To the editor:
In the end, all that we have are our opinions.
Hence, I welcome the experience of being exposed to any opinion.
Therefore, I thank the Rev. Patrick Slyman for offering his opinions about homosexuality — and I thank the Times and its editor, Ray Lamont, for publishing them (Midweek Musings, the Times, Wednesday, July 3). Indeed, I have come down with the conclusion that I even have to applaud the policy of the Times to publish online anonymous opinions. I believe it is better for us to express our opinions any way we can than to keep them bottled up inside us. It is then that our opinions tend to become explosive.
For this reason alone, I am all for homosexuals coming out in the open.
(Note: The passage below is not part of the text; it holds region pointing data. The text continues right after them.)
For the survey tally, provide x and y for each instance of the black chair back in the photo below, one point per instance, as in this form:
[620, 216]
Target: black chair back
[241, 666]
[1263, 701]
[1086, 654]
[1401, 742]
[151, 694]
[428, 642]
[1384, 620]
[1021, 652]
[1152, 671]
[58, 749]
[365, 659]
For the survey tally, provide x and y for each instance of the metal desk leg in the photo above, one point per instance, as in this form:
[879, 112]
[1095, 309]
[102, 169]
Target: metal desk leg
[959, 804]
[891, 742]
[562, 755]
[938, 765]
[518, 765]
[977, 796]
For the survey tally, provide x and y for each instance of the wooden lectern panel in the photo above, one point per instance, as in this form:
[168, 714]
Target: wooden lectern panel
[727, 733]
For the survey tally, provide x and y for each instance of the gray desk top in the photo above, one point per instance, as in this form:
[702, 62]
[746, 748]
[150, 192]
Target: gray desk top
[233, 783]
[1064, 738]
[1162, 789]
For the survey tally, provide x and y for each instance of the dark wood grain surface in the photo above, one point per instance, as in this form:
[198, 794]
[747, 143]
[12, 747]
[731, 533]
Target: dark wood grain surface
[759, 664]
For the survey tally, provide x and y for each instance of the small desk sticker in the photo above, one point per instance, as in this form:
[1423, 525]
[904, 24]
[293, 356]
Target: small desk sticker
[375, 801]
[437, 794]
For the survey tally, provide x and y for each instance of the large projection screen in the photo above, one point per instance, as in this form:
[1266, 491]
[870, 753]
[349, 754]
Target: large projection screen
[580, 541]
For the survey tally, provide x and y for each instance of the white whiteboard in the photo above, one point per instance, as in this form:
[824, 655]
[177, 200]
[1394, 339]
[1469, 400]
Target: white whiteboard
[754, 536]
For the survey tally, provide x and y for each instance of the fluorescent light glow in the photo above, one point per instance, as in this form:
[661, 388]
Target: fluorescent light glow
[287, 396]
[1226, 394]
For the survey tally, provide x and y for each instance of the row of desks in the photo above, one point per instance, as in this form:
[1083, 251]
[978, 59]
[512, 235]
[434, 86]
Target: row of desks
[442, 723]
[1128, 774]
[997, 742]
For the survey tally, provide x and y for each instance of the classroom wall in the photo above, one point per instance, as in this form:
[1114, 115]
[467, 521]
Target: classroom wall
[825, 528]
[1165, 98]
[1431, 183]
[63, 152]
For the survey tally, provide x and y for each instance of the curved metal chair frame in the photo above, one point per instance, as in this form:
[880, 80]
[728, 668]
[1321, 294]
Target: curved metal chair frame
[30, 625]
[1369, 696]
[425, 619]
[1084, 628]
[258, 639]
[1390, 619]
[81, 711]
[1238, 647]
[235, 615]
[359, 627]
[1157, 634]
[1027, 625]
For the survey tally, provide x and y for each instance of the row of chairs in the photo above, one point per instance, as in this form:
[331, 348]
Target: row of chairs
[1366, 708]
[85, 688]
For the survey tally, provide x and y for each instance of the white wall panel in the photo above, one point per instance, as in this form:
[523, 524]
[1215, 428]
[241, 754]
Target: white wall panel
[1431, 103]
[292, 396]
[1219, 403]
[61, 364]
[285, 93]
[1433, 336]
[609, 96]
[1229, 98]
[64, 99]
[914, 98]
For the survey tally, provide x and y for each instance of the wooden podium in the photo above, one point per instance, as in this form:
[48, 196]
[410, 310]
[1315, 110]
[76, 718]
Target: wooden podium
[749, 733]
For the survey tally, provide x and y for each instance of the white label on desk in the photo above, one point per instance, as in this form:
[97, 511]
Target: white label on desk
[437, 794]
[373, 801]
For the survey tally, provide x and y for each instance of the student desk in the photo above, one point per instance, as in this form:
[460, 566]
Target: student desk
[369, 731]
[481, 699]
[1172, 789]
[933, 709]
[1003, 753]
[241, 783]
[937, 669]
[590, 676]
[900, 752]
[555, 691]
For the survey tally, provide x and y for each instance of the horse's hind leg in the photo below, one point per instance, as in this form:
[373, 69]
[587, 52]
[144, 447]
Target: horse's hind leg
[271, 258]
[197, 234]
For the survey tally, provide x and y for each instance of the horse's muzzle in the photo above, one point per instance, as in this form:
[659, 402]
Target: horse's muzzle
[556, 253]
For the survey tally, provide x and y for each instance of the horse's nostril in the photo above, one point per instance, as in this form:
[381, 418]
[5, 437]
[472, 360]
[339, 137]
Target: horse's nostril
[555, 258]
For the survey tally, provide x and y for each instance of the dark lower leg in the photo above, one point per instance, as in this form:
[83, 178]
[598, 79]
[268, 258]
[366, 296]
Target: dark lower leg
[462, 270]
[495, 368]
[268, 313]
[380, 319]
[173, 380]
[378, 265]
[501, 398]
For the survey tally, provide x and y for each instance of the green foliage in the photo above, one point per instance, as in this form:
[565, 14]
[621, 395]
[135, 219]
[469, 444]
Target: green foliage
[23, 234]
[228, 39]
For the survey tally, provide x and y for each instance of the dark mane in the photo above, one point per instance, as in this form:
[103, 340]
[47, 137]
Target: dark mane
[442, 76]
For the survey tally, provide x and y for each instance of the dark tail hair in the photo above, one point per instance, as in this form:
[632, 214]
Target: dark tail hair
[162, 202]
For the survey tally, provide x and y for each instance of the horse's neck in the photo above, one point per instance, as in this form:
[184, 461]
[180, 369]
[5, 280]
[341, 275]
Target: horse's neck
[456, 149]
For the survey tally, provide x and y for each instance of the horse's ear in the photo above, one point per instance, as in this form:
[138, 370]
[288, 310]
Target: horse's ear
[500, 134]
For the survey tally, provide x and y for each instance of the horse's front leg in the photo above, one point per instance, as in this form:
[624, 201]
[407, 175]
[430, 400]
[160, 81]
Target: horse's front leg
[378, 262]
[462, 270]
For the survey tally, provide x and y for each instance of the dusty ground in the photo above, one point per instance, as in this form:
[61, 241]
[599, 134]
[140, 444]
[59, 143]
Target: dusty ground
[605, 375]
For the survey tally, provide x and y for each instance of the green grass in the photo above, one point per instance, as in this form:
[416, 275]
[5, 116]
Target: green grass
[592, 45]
There are many benefits to this decision. One is being true to oneself. So, let’s talk about homosexuality.
To start with, I am appalled at the attempt to silence any such discussion. For instance, I am surprised by the example given by a group of clergy on Cape Ann. Instead of engaging in serious religious and theological argument, the group has attacked the intentions of Rev. Slyman as fostering hate. I may be wrong, but I read his column as discussing sin — not hate.
Certainly, if so many representatives of our clergy believe that we cannot discuss issues of sin in public any longer, they are entitled to their opinion; but they ought to say so openly. And then, preferably, they might want to justify their opinion.
Let me express a conclusion that I have reached only now in the context of the current discussion held on the pages of the Times: Homosexuality is not a sin.
I find this conclusion quite revelatory and liberating. If prior to that moment a son or a daughter had announced to me they were not heterosexual, I would have been terrified not knowing what to do. Now I would embrace them as a gift from God. And I believe that, on this understanding, we are ready to approach even more complex issues such as this: When is homosexuality — as well as heterosexuality — a sin?